Ich bin unbewohnt

Gestern geschah etwas sehr seltsames.
Ich bin deswegen zu meinem Arzt gegangen.
Der Auslöser war eine Aussage des sozialdemokratischen Schauspielers Erwin Steinhauer nach der Premiere eines Stücks über den berühmten und beliebten Wiener Volksschauspieler Hans Moser, das dessen ambivalente Haltung den Nazis gegenüber zum Thema hatte. Moser, so die Aussage, sei weder für noch gegen die Nazis gewesen. Und dann kam es:
«In uns allen wohnt ein Hans Moser!», sagte Steinhauer.

Ich erschrak. Ich horchte in mich hinein. Lange. Sollte der «Dienstmann» tatsächlich unbemerkt in mir Wohnung bezogen haben? Ich horchte und horchte. Hörte ich nicht das geraunzte: «Wie nemmern denn?»

Ich beschloss, der Sache auf den Grund zu gehen.
Mein Arzt war etwas verwundert, als er mein Anliegen erfuhr.
«Könnten Sie bitte mal nachschauen ob der Hans Moser in mir wohnt? Und wenn Sie schon dabei sind, dann sehen sich doch gleich nach, ob da nicht auch noch Gustav Gründgens, Paula Wesseley, Judas oder gar Hitler logieren? Man hört doch immer von kritischen Künstlern, dass diese Typen in uns wohnen sollen. Sehen Sie mal gründlich nach.»

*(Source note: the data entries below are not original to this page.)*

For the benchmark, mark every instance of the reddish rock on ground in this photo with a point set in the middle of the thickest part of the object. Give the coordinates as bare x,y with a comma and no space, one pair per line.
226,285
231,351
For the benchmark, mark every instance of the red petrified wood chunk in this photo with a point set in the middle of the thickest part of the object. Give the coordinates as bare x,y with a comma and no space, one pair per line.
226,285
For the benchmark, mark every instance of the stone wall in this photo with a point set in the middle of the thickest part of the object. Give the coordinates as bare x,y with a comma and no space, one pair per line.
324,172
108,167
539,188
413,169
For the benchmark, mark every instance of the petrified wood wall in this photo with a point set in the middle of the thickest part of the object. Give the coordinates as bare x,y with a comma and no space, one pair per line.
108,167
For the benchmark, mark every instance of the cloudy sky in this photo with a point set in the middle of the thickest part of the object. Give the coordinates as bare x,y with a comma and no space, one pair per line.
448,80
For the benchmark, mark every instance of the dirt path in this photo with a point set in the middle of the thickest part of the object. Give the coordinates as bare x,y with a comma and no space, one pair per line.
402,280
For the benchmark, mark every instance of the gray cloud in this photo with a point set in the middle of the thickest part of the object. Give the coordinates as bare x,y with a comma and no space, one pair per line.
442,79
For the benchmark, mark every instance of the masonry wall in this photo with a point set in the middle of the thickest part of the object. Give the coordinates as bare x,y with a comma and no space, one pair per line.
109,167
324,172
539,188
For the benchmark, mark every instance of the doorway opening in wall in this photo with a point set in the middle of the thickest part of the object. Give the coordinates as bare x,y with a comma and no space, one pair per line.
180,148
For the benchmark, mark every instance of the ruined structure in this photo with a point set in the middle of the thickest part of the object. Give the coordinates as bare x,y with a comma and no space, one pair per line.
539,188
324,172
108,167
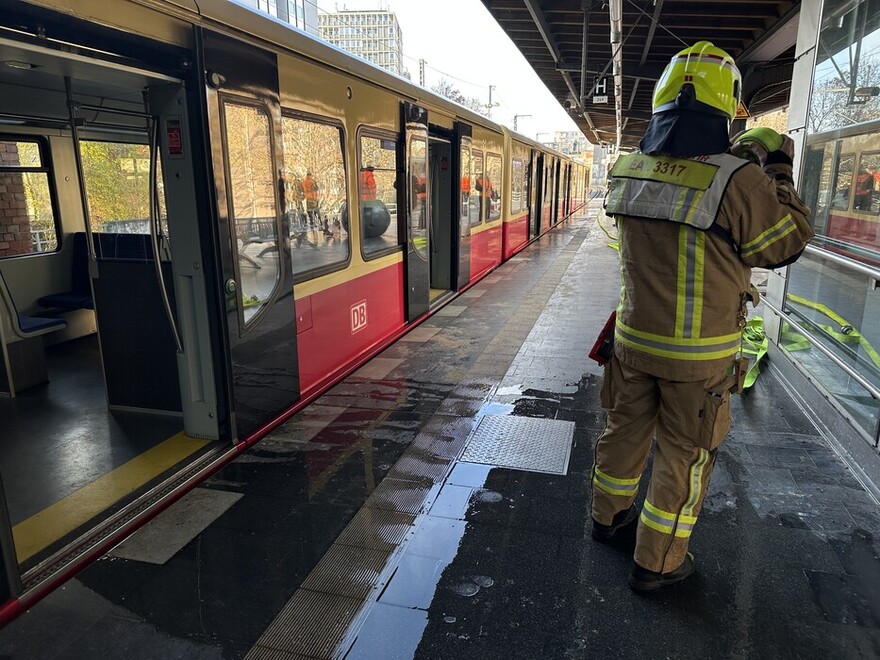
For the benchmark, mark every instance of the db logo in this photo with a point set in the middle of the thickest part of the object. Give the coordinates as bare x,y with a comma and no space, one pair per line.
358,316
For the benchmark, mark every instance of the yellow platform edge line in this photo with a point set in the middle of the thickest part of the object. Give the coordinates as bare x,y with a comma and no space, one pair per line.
55,521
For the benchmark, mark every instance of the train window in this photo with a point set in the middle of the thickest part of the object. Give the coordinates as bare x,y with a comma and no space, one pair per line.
418,177
492,187
517,181
842,181
252,184
377,189
117,178
315,198
28,223
476,207
867,193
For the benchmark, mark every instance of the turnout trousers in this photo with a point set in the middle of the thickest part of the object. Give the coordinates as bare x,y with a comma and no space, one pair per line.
689,421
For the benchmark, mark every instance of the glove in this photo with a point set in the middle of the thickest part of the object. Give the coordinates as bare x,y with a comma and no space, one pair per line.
757,144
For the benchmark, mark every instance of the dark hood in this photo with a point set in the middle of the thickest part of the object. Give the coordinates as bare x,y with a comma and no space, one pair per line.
685,133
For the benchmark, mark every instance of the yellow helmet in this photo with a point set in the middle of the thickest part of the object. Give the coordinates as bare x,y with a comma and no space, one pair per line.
702,78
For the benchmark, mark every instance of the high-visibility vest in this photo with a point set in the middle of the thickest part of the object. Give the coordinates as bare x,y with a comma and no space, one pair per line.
310,188
368,186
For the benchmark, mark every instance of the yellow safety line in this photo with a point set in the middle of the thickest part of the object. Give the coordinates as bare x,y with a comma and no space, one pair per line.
55,521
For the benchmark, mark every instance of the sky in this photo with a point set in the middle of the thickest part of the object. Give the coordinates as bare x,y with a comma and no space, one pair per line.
460,41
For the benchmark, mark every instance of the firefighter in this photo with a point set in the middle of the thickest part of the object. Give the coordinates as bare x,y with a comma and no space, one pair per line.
693,220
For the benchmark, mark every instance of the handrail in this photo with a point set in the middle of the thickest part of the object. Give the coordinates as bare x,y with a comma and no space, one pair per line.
846,262
154,229
855,375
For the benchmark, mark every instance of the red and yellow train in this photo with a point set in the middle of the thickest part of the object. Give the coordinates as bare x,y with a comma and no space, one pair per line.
207,219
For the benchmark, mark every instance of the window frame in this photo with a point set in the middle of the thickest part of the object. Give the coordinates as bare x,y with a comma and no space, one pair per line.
247,325
42,142
320,271
379,134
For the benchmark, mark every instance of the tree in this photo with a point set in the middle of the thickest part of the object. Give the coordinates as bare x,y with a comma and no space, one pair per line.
447,90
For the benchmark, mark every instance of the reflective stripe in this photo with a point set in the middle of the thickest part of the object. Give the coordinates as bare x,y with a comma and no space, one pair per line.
665,522
615,486
696,479
778,231
682,348
689,307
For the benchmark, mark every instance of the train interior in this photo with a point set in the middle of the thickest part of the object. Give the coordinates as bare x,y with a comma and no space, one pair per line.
91,374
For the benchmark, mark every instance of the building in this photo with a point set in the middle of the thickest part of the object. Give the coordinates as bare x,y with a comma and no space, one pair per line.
302,14
373,35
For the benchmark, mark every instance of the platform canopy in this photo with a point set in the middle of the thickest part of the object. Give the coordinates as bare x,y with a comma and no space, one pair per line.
569,45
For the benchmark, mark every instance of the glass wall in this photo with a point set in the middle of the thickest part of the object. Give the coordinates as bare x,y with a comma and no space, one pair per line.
835,295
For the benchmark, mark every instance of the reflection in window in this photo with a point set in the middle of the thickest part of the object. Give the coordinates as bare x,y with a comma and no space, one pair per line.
27,221
842,182
492,187
867,196
252,188
378,194
476,213
517,181
418,177
315,201
466,178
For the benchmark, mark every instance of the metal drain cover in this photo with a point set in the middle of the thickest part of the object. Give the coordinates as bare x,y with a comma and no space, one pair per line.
522,443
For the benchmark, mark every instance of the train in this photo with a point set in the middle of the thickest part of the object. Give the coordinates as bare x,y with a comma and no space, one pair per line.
207,219
841,183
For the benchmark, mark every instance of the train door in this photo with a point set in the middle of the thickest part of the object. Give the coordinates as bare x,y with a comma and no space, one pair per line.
441,231
535,185
121,392
466,188
417,202
244,118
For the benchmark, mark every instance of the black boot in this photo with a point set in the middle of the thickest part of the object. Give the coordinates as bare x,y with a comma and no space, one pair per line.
644,581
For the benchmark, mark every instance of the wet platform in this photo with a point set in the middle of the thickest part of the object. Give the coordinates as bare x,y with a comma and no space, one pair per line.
435,504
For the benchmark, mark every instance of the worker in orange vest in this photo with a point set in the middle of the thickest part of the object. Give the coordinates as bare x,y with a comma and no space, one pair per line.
310,192
368,184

Mein Arzt, ein junger, netter Mann, tat wie ihm geheißen und machte eine Reihe Tests. Bei einem musste ich sogar einen Kopfstand machen um zu eruieren, ob da vielleicht was rumpelte oder umfiel oder ob Hans Moser gar zu schimpfen anfing, weil im der Koffer auf den Fuß gefallen ist.
«Ich kann nichts finden», sagte mein Arzt. «Bei ihnen sind alle Wohnungen, falls es welche sind, noch leer.»
«Nicht mal Hitler?»
«Nicht mal der.»
«Göbbels auch nicht?»
«Keine Spur.»
«Vielleicht James Bond?»
«Na.»

Ich ging wieder nach Hause und drehte den Fernseher an. Da saß nun der Dichter des Dramas im Studio, der Hof-Kraut -und Heimatdichter Franzobel. Mit seinem Haarbüschel am Kinn sah er aus wie ein selbstzufriedener, satter Fernsehkoch. Er diskutierte gerade mit einem Jounalisten (dessen Name ich leider nicht erinnern kann). Der Dichter, der alle gefühlten Tage ein neues Drama krautflutete, vertrat die Ansicht, dass es künstlerische Freiheit bedeutet, wenn er den Moser sagen lässt, «dass er eh die Nazis wollte», obschon das in keinster Weise belegt war. Der Journalist war anderer Meinung. Ich eigentlich auch.
Aber mit Lappalien, wie historischer Wahrheit, hält sich auch ein Herr Röhler in seinem Film «Jud Süß» nicht auf, und macht aus der Frau des Jud Süß-Darstellers Marian einfach eine Jüdin. Das dient dann zur Herausarbeitung von Emotionen und dem Zuspitzen von Konflikten. Sowas lernt man in jeder «Kronenzeitungs-Journalistenschule».

Dann dachte ich darüber nach, warum wohl der Schauspieler Steinhauer gesagt hatte, dass Hans Moser in mir wohnt, obschon das nicht wahr ist. Es gibt eine Erklärung: Man nennt es auch Projektion. Der Mann schließt von sich auf andere.
Es gibt auch noch andere Erklärungen: Er hält uns für Deppen. Oder sich selber für ein Genie, dass den Deppen sagen muss, was sie empfinden und wer in ihnen wohnt. Möglich sind auch alle Gründe zusammen genommen.

Also, ihr Dramatiker, Autoren, Filmemacher und Zirkusclowns, hört her:
Ich bin unbewohnt.
Und ich möchte euch mit den legendären Worten des Jon Webb zurufen:
«Hört auf mich ins Ohr zu pimpern, Kollegen, fickt euch lieber ins Knie!»